Department of Statistical Science, Southern Methodist University, Dallas, TX, USA.
J Endovasc Ther. 2022 Jun;29(3):381-388. doi: 10.1177/15266028211049342. Epub 2021 Oct 8.
Treatment decisions for the elderly with abdominal aortic aneurysms (AAAs) are challenging. With advancing age, the risk of endovascular aneurysm repair (EVAR) increases while life expectancy decreases, which may nullify the benefit of EVAR. The purpose of this study was to quantify the impact of EVAR on 1-year mortality in patients of advanced age.
The 2003-2020 Vascular Quality Initiative Database was utilized to identify patients who underwent EVAR for AAAs. Patients were included if they were 80 years of age or older. Exclusions included non-elective surgery or missing aortic diameter data. Predicted 1-year mortality of untreated AAAs was calculated based on a validated comorbidity score that predicts 1-year mortality (Gagne Index, excluding the component associated with AAAs) plus the 1-year aneurysm-related mortality without repair. The primary outcome for the study was 1-year mortality.

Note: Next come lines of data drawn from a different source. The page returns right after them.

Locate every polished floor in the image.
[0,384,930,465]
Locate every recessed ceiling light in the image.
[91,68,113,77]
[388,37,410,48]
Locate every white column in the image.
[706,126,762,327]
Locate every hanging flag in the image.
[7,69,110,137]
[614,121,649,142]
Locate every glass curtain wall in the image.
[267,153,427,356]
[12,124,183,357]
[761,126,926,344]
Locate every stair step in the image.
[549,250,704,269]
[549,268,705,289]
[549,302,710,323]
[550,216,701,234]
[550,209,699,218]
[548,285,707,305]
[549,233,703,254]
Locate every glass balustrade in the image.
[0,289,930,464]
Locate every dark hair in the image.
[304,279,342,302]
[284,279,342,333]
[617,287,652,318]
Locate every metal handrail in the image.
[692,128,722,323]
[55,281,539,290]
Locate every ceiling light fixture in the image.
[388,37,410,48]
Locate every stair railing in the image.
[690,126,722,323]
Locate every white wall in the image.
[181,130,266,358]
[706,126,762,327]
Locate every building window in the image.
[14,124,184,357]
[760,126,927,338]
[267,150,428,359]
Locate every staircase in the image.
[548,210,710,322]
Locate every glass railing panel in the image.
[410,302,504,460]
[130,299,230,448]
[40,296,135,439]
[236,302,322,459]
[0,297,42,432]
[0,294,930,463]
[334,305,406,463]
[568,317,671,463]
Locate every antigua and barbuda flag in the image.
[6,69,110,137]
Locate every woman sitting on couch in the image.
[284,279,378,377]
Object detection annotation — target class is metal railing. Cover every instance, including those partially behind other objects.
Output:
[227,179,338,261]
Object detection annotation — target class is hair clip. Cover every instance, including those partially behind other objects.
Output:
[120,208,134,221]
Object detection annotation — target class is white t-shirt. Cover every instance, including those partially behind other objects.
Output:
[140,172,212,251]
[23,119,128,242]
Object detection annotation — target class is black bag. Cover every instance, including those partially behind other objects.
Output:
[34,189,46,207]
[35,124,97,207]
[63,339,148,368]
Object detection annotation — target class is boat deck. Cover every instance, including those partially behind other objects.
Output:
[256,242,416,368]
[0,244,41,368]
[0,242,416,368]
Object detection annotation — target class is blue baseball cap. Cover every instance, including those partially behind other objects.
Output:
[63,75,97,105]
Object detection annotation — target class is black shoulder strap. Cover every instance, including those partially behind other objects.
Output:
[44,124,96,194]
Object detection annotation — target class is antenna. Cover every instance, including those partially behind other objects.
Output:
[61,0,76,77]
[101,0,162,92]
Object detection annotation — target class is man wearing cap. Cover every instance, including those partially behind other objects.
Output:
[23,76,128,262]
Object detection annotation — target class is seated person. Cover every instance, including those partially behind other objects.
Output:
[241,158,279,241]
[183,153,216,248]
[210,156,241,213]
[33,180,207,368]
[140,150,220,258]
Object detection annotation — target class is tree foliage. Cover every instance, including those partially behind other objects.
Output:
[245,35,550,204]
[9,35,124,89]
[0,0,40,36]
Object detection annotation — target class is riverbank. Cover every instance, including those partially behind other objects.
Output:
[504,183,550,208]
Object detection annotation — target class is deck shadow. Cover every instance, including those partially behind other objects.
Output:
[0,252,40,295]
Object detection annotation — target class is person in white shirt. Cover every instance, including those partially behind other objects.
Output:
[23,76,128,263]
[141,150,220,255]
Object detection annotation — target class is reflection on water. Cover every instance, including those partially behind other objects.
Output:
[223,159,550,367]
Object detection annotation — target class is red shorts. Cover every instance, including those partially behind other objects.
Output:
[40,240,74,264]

A total of 11 829 patients met study criteria. The median age was 84 years [81, 86] with 9014 (76.2%) being male. Maximal AAA diameters were apportioned as follows: 39.6% were <5.5 cm, 28.6% were 5.5-5.9 cm, 21.3% were 6.0-6.9 cm, and 10.6% were ≥7.0 cm. The predicted 1-year mortality rate without EVAR was 11.9%, which was significantly higher than the actual 1-year mortality rate with EVAR (8.2%; p<0.001). The overall rate of perioperative MACE was 4.4% (n = 516). Patients with an aneurysm diameter <5.5cm had worse actual 1-year mortality rates with EVAR compared to predicted 1-year mortality rates without EVAR. In contrast, those with larger aneurysms (≥5.5cm) had better actual 1-year mortality rates with EVAR. The benefit from EVAR for those with Gagne Indices 2-5 was largely restricted to those with AAAs ≥ 7.0cm; whereas those with Gagne Indices 0-1 experience a survival benefit for AAAs larger than 5.5 cm.
The current data suggest that EVAR decreases 1-year mortality rates for patients of advanced age compared to non-operative management in the elderly. However, the survival benefit is largely limited to those with Gagne Indices 0-1 with AAAs ≥ 5.5 cm and Gagne Indices 2-5 with AAAs ≥ 7.0 cm. Those of advanced age may benefit from EVAR, but realizing this benefit requires careful patient selection.
对于老年腹主动脉瘤(AAA)患者的治疗决策颇具挑战性。随着年龄的增长,血管内修复术(EVAR)的风险增加,而预期寿命却降低,这可能使 EVAR 的获益化为泡影。本研究旨在定量评估 EVAR 对高龄患者 1 年死亡率的影响。
本研究利用 2003 年至 2020 年血管质量倡议数据库,确定了接受 EVAR 治疗的 AAA 患者。纳入标准为年龄 80 岁或以上。排除标准为非择期手术或缺失主动脉直径数据。根据预测 1 年死亡率的合并症评分(不包括与 AAA 相关的成分)加上未经修复的 1 年与动脉瘤相关的死亡率,计算未治疗 AAA 的预测 1 年死亡率。本研究的主要结局为 1 年死亡率。
共有 11829 例患者符合研究标准。中位年龄为 84 岁[81,86],9014 例(76.2%)为男性。AAA 最大直径分配如下:39.6%直径<5.5cm,28.6%直径为 5.5-5.9cm,21.3%直径为 6.0-6.9cm,10.6%直径≥7.0cm。未行 EVAR 的预测 1 年死亡率为 11.9%,显著高于 EVAR 的实际 1 年死亡率(8.2%;p<0.001)。围手术期主要不良心脑血管事件(MACE)发生率为 4.4%(n=516)。与未经 EVAR 治疗的预测 1 年死亡率相比,直径<5.5cm 的患者行 EVAR 后实际 1 年死亡率较差。相比之下,直径较大的动脉瘤(≥5.5cm)行 EVAR 后实际 1 年死亡率更好。Gagne 指数为 2-5 的患者,行 EVAR 的获益主要限于 AAA≥7.0cm;而 Gagne 指数为 0-1 的患者,AAA 直径大于 5.5cm 行 EVAR 则有生存获益。
目前的数据表明,与老年患者的非手术治疗相比,EVAR 降低了高龄患者的 1 年死亡率。然而,生存获益主要局限于 Gagne 指数为 0-1 且 AAA 直径≥5.5cm 以及 Gagne 指数为 2-5 且 AAA 直径≥7.0cm 的患者。高龄患者可能从 EVAR 中获益,但实现这一获益需要仔细的患者选择。